Saturday September 10th
Concert for violin, cello and piano
In Search of their Roots
Saturday September 10th Concert for violin, cello and piano In Search of their Roots Claude Debussy “Reverie” is one of the first works that made an impact written by the composer; he was still in search of his sound and style but an early sign that Debussy was on the watch. Paul Schoenfield uses an entire century’s worth of American popular music in his Cafe Music and Bedrich Smetana struggles to create a Czech national music out of sheer will in his Piano Trio in G minor. Join this evening with tree outstanding musicians, who follow respectively successful solo careers for this wonderful programme full of contrasts, dreams, ferocity and a bit of jazz…. 1. Debussy Reverie ( 5 min) 2. B. Smetana Piano Trio (30 min) 3. Schoenfield Cafe Music (18min )
1. Debussy Reverie ( 5 min)
2. B. Smetana Piano Trio (30 min)
3. Schoenfield Cafe Music (18min)
Programme Notes
DEBUSSY REVERIE (arr.for Piano Trio)
More proof, as if it were needed, that Claude Debussy was the master of creating dream-like atmospheres in his piano music.
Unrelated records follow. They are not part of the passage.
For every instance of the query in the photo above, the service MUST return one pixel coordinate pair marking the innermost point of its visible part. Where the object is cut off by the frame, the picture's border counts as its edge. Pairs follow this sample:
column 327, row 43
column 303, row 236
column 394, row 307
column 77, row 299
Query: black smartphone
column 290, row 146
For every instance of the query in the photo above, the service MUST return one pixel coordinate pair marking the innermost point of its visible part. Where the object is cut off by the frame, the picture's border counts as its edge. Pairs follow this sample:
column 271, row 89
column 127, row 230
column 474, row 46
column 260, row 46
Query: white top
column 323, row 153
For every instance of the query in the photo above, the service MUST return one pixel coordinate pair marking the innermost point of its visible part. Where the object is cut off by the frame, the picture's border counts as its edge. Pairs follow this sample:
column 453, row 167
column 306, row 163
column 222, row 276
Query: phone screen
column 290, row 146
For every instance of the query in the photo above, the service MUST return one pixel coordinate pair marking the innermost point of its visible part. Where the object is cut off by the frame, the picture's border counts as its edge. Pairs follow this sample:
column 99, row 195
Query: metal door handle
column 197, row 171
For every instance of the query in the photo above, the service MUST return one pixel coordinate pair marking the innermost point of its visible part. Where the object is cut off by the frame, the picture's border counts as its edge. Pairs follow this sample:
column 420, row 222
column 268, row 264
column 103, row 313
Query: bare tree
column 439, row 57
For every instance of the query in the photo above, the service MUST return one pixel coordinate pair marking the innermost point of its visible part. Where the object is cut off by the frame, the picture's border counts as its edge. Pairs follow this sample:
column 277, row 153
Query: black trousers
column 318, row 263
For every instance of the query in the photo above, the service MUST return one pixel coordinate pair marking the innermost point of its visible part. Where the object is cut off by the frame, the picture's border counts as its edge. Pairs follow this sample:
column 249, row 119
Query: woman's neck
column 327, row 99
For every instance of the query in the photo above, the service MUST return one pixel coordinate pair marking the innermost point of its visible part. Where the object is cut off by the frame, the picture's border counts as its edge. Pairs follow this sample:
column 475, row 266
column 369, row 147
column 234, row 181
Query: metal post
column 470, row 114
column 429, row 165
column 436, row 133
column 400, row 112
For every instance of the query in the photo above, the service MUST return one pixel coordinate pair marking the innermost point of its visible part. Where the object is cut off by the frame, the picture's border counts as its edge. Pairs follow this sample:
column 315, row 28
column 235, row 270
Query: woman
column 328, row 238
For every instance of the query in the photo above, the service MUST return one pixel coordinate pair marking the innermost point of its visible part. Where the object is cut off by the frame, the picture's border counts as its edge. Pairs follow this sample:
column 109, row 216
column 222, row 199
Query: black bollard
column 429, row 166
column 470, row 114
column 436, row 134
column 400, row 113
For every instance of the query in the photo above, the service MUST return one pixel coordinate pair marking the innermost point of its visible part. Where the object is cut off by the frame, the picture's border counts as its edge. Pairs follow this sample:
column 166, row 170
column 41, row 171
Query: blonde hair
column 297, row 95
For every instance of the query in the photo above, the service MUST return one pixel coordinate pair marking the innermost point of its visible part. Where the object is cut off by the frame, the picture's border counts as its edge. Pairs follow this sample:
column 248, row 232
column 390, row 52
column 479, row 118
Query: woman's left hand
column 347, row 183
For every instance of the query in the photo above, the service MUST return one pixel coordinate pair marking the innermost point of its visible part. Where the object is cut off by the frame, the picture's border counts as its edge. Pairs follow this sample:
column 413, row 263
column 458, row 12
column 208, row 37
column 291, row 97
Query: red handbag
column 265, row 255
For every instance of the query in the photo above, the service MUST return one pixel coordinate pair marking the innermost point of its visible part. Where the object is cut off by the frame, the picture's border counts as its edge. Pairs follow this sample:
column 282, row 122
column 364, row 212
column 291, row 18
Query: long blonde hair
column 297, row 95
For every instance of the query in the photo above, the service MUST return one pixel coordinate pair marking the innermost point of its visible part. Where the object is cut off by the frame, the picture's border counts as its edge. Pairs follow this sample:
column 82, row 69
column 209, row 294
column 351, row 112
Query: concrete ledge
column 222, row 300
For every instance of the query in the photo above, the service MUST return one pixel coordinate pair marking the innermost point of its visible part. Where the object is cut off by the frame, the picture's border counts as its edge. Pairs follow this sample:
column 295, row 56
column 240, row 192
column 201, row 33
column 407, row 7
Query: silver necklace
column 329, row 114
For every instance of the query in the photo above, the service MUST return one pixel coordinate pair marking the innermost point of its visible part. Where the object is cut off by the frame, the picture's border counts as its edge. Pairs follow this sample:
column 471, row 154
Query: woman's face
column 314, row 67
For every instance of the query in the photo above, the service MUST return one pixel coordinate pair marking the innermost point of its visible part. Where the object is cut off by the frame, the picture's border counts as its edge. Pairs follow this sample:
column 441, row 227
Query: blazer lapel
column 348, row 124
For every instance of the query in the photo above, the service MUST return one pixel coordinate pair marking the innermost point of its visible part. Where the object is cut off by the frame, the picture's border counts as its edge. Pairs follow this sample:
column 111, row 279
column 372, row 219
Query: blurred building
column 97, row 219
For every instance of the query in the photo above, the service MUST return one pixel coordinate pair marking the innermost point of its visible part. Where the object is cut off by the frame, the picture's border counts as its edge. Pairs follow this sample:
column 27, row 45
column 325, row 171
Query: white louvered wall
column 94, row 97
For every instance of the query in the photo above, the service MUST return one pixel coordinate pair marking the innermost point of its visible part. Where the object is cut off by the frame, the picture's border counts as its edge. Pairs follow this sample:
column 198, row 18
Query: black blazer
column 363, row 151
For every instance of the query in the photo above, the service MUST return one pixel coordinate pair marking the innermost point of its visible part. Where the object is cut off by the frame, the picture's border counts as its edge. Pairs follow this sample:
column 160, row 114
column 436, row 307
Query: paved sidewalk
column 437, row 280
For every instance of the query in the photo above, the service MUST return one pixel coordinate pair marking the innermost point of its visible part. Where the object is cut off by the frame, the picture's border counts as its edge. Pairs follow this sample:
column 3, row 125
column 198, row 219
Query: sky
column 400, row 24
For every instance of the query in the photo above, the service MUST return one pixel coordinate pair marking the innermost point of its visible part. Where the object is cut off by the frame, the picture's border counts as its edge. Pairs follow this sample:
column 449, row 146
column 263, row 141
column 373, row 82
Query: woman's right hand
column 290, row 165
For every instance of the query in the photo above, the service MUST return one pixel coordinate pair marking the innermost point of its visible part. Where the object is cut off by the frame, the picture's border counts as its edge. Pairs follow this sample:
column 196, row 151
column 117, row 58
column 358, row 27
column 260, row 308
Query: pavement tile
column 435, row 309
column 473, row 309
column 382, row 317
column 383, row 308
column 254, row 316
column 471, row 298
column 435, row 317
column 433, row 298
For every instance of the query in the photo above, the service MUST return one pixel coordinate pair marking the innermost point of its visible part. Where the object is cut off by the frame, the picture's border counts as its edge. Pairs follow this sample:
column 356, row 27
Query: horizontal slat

Written in 1890, Debussy’s Reverie was one of his first solo piano works to make an impact. Even at this early stage in his career, when he was still working out what kind of composer he wanted to be (he was apparently a fervent debater when it came to Wagnerism), it’s clear to see traits of that signature Debussy sound. The gently repetitive theme that opens the work feels like a descent into sleepy dream-world (as the title suggests), and as the textures become ever richer the dreams only become more lush and addictive. A fantastic early sign that this Debussy fellow was one to watch…
SCHONEFELD Cafe Music
Born in Detroit, Michigan in 1947, Paul Schoenfield writes music that combines classical, folk, and popular forms. Once an active concert pianist, Schoenfield now teaches composition at the University of Michigan. The composer wrote the following note about Café Music: “The idea to compose Café Music first came to me in 1985 after sitting in one night for the pianist at Murray’s Restaurant in Minneapolis, Minnesota. Murray’s employs a house trio that plays entertaining dinner music in a wide variety of styles. My intention was to write a kind of high-class dinner music – music which could be played at a restaurant, but might also (just barely) find its way into a concert hall. The work draws on many of the types of music played by the trio at Murray’s. For example, early 20th-century American, Viennese, light classical, gypsy, and Broadway styles are all represented. A paraphrase of a beautiful Chassidic melody is incorporated in the second movement. “Café Music was commissioned by the St. Paul Chamber Orchestra (SPCO) and received its premiere during a SPCO chamber concert in January 1987.”
SMETANA Piano Trio in G-Minor Op.15
Smetana wrote his only piano trio in 1855 when he was just thirty-one. He dedicated the work to his oldest daughter Bedřiška who had just died at the age of four from scarlet fever, a young girl of great musical abilities with whom Smetana had an especially close relationship. He was devastated. Though he left no specific programmatic description of the trio, its grief-stricken and elegiac character is unmistakable. One of the most powerful works in the literature, it is equally historical. Influenced by Eastern-European folk music with its unbridled passion, spanning rhapsodic forms full of rich thematic variation and a piano style more Liszt than Chopin, Smetana’s lone piano trio is a milestone of romanticism. It predates and significantly presages music that would soon come from the likes of Brahms and Dvořák among others.